Enabling Published Taxonomic Data to be used to Address the Biodiversity Crisis: Biodiversity Literature Repository and TreatmentBank
expand article infoDonat Agosti, Patrick Ruch§, Jose Benito Gonzalez Lopez|, Lyubomir Penev¶,#
‡ Plazi, Bern, Switzerland
§ HES-SO, Carouge, Switzerland
| CERN, Geneva, Switzerland
¶ Pensoft Publishers, Sofia, Bulgaria
# Institute of Biodiversity & Ecosystem Research - Bulgarian Academy of Sciences, Sofia, Bulgaria
To understand the loss of species, a benchmark is needed, e.g. the status of biodiversity in 1992 when the Convention on Biological Diversity recognized biodiversity crisis to compare to its status in the successive year. Though we are far from knowning how many species there are on planet Earth, we keep track of their descriptions and number through the information kept in our libraries. Each species discovered is represented therein by at least one taxononic treatment. The library includes an estimated 500 million pages and is updated daily with an estimated 17–18,000 new species annually and over 100,000 treatments augmenting the knowledge of existing species.

In reality, we do not know how many species exist. We know that the catalogue of life is incomplete and basic knowlege of known species is often lacking and not even updated regularly. On the other hand, the scientific standard to cite previous works and facts is at the same time an ideal prerequisit to build a knowledge graph in the era of digital knowledge.

TreatmentBank (TB) and the Biodiversity Literature Repository (BLR), two European Research Infrastructures, provide a service to convert unstructured biodiversity data from scholarly publications into semantically enhanced, digital accessible knowledge (Fawcett et al. 2022) making it findable, accessible, interoperable, reusable (FAIR, Wilkinson et al. 2016) and providing long term access in collaboration with Zenodo. Data sources are either legacy publications or active journals using an XML workflow such as Zookeys or the Biodiversity Data Journal, published by the pioneer of taxonomically enhanced Taxpub XML publishing, Pensoft. As part of the Horizon 2020-funded project Biodiversity Community Integrated Knowledge Library (BiCIKL), bidirectional linking of taxonomic names with the Catalogue of Life, DNA-sequences with the International Nucleotide Sequence Database Collaboration (INSDC) and material citations with their respective natural history collection or their depositions in the Global Biodiversity Information Facility (GBIF) is targeted. As input to allow queries including text and data mining for traits and biotic interactions, the treatments are uploaded to the Swiss Institute of Bioinformatics (SIB) Library Service (SIBiLS) using TaxPub and schema based on Journal Article Tag Suite (JATS) widely used in life science publishing and PubMed Central, allowing the use of the advanced text and data mining tools in the life science community.
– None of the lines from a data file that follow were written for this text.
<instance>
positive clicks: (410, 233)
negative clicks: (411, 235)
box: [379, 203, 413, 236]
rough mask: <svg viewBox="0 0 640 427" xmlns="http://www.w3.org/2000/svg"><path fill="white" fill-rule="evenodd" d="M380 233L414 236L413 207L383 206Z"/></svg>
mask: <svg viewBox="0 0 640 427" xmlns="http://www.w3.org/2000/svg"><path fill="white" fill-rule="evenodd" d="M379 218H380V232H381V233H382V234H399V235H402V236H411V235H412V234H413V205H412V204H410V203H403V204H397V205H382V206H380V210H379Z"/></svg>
Another research infrastructure that ensures an RDF representation and conversion into Linked Open Data (LOD) is OpenBiodiv allowing users to explore DAK as part of growing linked open biodiverstiy and related data. All the data fit for GBIF use is reused by GBIF representing close to 60% of all published data sets, which makes TreatmentBank and BLR, for example, a sole provider of data for approximately 90,000 species not recorded in GBIF by other publishers.

The long-term strategy is to build up the momentum to be an infrastructure relevant for global biodiversity conservation and research. Long-term support will be achieved by negotiations with respective agencies and publishers, and through building up a global user community using the biodiversity digital acccessible knowledge.


Donat Agosti

TDWG 2022


This work has been supported by the BiCIKL project receiving funding from the European Union's Horizon 2020 Research and Innovation Action under grant agreement No 101007492.

Currently TreatmentBank and Biodiversity Literature Repository have been funded as projects by EU research awards, philanthropic foundations such as the Arcadia Fund, voluntary work, and private commitments. BLR has long term support from Zenodo at CERN.